This opinion will be unpublished and

may not be cited except as provided by

Minn. Stat. § 480A.08, subd. 3 (2004).







Pierre Slyne Cherfils, petitioner,





State of Minnesota,



Filed February 28, 2005


Toussaint, Chief Judge


Ramsey County District Court

File No. K4-00-96


James S. Dahlquist, 301 Fourth Avenue South, #270, Minneapolis, MN  55415 (for appellant)


Mike Hatch, Attorney General, 445 Minnesota Street, Suite 1800, St. Paul, MN  55101-2134; and


Susan Gaertner, Ramsey County Attorney, Darrell C. Hill, Assistant County Attorney, 50 West Kellogg Boulevard, Suite 315, St. Paul, MN  55102 (for respondent)


            Considered and decided by Worke, Presiding Judge; Toussaint, Chief Judge; and Minge, Judge.

U N P U B L I S H E D   O P I N I O N

TOUSSAINT, Chief Judge

            On appeal from the denial of his postconviction petition, appellant Pierre Slyne Cherfils argues that his sentence violates his plea agreement and his Sixth Amendment rights under Apprendi v. New Jersey, 530 U.S. 466, 120 S. Ct. 2348 (2000), and Blakely v. Washington, 542 U.S. 296, 124 S. Ct. 2531 (2004).  Because appellant’s sentence did not violate his plea agreement, did not increase the penalty beyond the prescribed maximum and is not subject to Blakely, we affirm the postconviction court.
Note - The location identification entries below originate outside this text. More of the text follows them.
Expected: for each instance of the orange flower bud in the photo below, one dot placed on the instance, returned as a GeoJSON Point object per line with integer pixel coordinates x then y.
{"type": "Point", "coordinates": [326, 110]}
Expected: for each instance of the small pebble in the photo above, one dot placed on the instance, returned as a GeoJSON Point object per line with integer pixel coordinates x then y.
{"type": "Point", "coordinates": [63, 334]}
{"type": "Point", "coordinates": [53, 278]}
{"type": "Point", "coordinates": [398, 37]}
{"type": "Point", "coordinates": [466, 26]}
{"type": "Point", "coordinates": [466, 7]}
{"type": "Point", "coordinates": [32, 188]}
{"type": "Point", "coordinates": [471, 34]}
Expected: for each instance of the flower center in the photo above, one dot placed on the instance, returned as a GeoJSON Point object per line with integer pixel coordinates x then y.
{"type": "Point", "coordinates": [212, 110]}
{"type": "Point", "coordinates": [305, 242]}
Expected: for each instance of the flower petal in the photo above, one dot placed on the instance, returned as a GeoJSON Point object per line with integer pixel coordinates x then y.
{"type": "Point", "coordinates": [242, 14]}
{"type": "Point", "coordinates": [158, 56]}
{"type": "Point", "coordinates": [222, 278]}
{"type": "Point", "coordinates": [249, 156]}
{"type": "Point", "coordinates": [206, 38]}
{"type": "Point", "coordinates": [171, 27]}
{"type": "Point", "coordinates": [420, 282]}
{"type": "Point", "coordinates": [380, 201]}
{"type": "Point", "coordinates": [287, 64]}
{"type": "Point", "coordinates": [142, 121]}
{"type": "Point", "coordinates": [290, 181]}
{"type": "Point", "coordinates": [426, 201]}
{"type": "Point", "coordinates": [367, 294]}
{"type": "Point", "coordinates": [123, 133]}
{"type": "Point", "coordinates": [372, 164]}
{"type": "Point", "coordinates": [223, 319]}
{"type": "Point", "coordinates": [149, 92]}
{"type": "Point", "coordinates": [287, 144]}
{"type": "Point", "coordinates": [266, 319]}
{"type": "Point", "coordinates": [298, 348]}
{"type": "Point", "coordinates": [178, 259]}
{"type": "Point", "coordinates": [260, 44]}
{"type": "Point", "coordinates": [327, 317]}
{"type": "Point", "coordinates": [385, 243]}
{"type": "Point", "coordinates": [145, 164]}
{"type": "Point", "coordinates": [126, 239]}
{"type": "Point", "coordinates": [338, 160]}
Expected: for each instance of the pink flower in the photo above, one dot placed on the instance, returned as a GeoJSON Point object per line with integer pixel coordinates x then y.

            Petitions for postconviction relief are collateral attacks on judgments, which carry a presumption of regularity and, therefore, cannot be lightly set aside.  Pederson v. State, 649 N.W.2d 161, 163 (Minn. 2002).  This court will not disturb the decision of a postconviction court absent an abuse of discretion.  Dukes v. State, 621 N.W.2d 246, 251 (Minn. 2001).

Cherfils argues that his sentence violates his Sixth Amendment rights under Apprendi and Blakely.  Under Apprendi and Blakely,any fact supporting an upward departure from the maximum sentence authorized by the jury’s verdict must be submitted to a jury and proved beyond a reasonable doubt.  Blakely, 542 U.S. at 301-03, 124 S. Ct. at 2536-37.  The Apprendi and Blakely rules apply to upward durational departures under the Minnesota Sentencing Guidelines.  State v. Shattuck, 704 N.W.2d 131, 142-43 (Minn. 2005).  But Blakely does not apply retroactively to matters that were final before it was decided—June 24, 2004.  See State v. Houston, 702 N.W.2d 268, 270, 273 (Minn. 2005). 

Cherfils pleaded guilty to first-degree assault, in violation of Minn. Stat. § 609.221, subd. 1 (1998).  On May 24, 2000, the district court imposed a 148-month sentence, an upward durational departure from the presumptive 86-month sentence.  The statutory maximum penalty for this offense was 20 years.  Id.

Apprendi held that “[o]ther than the fact of a prior conviction, any fact that increases the penalty for a crime beyond the prescribed statutory maximum must be submitted to a jury.”  Apprendi, 530 U.S. at 490, 120 S. Ct. at 2362-63.  Cherfils’s 148-month sentence is less than the 20-year statutory maximum.  See Minn. Stat. § 609.221, subd. 1 (1998).  His sentence, therefore, is within the statutory maximum and does not violate his rights under ApprendiSee Houston, 702 N.W.2d at 271 (noting that before Blakely, “statutory maximum” was generally thought to mean “ceiling of the relevant statutory sentencing range”).

Cherfils’s sentence was final in 2000.  See O’Meara v. State, 679 N.W.2d 334, 336 (Minn. 2004) (stating that case is final when time for certiorari appeal has expired).  Because Blakely was decided on June 24, 2004, and is not applicable retroactively on collateral review, Cherfils is not entitled to relief from his sentence under BlakelySee Houston, 702 N.W.2d at 273. 

Cherfils also argues that the district court violated his due-process rights by imposing a sentence longer than the sentence he agreed to in the plea agreement.  But the record shows that Cherfils and the state agreed to a sentence between one-and-a-half and two times the presumptive guidelines sentence of 86 months.  The 148-month sentence is, therefore, within the range agreed to in the plea agreement.